It feels odd to hear myself referred to as the leader of the free world. I told Barbara, somebody in Sydney said I was the leader of the free world. She says, ``Hurry up and get out of the bathroom; we're late. Run.'' [Laughter]
I won't try to put you in what we call double jeopardy. You heard me over there, here next door in this beautiful building. And I'm also reminded of two sayings. One in our Congress is, ``The speech you don't give is the one that helps you get reelected.'' [Laughter] And I'm about to be running, I think, for President. And secondly, I love the one about the kid that went to church with his grandfather, and he said, ``Granddad, what are all the flags along the side of the church for?'' The grandfather said, ``Well, that, son, is for those who died in service.'' And the kid said, ``Oh, really? The 9 o'clock or the 11 o'clock service?'' [Laughter] And I'm reminded that I went on for about 25 minutes today, so you don't need another full load.

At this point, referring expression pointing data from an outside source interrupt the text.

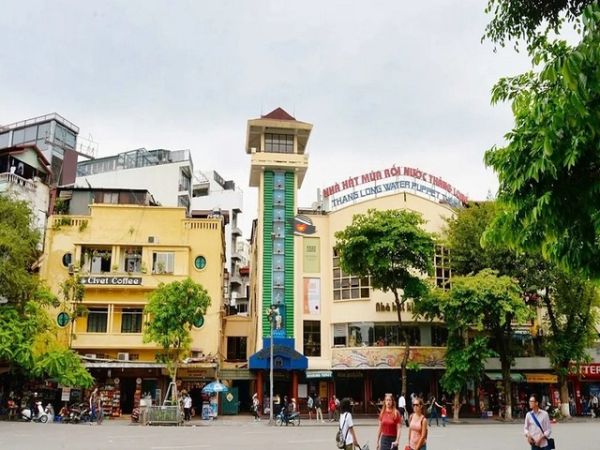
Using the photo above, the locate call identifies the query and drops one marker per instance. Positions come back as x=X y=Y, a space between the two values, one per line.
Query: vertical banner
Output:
x=312 y=296
x=311 y=255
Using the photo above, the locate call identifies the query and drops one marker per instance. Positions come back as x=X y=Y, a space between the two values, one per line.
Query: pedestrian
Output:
x=444 y=412
x=347 y=426
x=537 y=425
x=310 y=404
x=94 y=404
x=390 y=425
x=99 y=410
x=255 y=405
x=402 y=408
x=187 y=406
x=417 y=427
x=319 y=408
x=331 y=408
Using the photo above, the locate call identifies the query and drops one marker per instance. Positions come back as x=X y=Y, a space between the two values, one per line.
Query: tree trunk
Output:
x=456 y=406
x=564 y=397
x=507 y=388
x=404 y=361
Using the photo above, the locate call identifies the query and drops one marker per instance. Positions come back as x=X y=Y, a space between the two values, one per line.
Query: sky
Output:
x=383 y=82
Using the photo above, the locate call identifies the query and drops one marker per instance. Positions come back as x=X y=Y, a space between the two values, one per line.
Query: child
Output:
x=444 y=416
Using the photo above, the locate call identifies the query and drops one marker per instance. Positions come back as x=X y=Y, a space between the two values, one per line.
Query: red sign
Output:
x=588 y=371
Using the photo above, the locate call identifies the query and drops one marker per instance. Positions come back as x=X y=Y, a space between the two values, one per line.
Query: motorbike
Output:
x=38 y=414
x=79 y=413
x=292 y=418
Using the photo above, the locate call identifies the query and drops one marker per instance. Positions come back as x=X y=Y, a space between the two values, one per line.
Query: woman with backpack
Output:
x=390 y=425
x=417 y=427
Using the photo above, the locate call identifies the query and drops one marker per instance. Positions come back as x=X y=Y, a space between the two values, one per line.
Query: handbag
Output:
x=551 y=444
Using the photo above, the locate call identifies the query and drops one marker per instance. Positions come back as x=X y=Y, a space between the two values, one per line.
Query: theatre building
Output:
x=121 y=250
x=333 y=333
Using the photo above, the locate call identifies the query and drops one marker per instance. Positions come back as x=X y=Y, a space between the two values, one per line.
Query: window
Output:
x=443 y=272
x=163 y=262
x=67 y=259
x=132 y=259
x=439 y=336
x=312 y=338
x=236 y=349
x=97 y=320
x=347 y=287
x=200 y=262
x=279 y=143
x=96 y=260
x=111 y=198
x=131 y=320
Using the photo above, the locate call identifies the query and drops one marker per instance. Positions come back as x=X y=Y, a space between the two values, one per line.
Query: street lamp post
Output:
x=271 y=319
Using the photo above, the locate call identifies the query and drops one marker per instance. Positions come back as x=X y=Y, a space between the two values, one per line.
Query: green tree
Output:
x=173 y=309
x=550 y=166
x=393 y=249
x=527 y=19
x=28 y=337
x=571 y=302
x=467 y=350
x=493 y=303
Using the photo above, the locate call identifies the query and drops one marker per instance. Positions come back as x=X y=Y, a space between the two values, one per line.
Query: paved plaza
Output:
x=242 y=433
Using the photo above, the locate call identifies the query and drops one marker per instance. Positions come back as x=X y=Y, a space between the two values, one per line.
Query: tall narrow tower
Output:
x=277 y=143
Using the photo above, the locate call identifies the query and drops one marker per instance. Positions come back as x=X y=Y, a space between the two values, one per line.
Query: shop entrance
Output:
x=127 y=394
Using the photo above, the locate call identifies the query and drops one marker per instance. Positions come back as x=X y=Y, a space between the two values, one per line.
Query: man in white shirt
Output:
x=537 y=436
x=402 y=408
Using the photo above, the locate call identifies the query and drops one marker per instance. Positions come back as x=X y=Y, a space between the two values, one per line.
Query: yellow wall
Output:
x=116 y=226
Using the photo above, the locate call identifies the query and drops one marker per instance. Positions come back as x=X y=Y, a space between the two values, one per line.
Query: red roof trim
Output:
x=278 y=114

I was reminded of something, though, today perhaps of some significance, international significance, that it is likely that I will be the last President of the United States who served in the World War II. And I heard very generous assessments by the Prime Minister and by the leader of the opposition about my service. And yes, I was shot down off the shores of Chichi-Jima. And I had only wished that I had met Dawn Fraser before because I tried to set the record for swimming away from the island. And if I'd known her I might have done a better job of it -- [laughter] -- and not been so scared.
But anyway, why, I think of the Coral Sea experience and what it means to the United States and, of course, what it means to Australia. And I think back to my own little history: I was 17, about to reach my 18th birthday a month later, when the Battle of the Coral Sea took place. And I think those of us in that vintage, and there are not many in the room I'm pleased to say, but those of us in that vintage will always remember that and therefore will always have this very special feeling about Australia.
But one of the things that interests me on this visit is hearing some educators talking about the need to be sure that the younger generations remember this, not necessarily the smoke and the gunfire and all of that, but the significance of these two great countries standing together. And this visit for us has simply reminded me, and then I think through me as President, the American people, of the importance of this relationship. It is clear. It is unambiguous. There is great friendship.
And yes, we have some differences. And we faced up to them. They thrust me into the arena with three of the biggest farmers I've ever seen in my life. [Laughter] I won't single them out, but when I shook hands with one I made the mistake of giving him that kind of political embrace when you put your hand on his arm; it's all muscle, sheer iron. And I said, ``I'd better listen to what this guy has to say.'' [Laughter]
And so, it's been a good, frank visit. We haven't held back. We discussed our differences. But I think they have been overwhelmed by the common interests that the United States and Australia have.
So, it has been for us an enormous privilege. We'll never forget it on a personal basis. And I happen to believe that it will simply reinforce this feeling of friendship and alliance and strength that is indeed the relationship between Australia and the United States of America.
So, thank you from a grateful heart for a fantastic visit.
Note: The President spoke at 9:32 p.m. in the House of Representatives Chamber at Parliament House. In his remarks, he referred to Olympic gold medalist Dawn Fraser. A tape was not available for verification of the content of these remarks.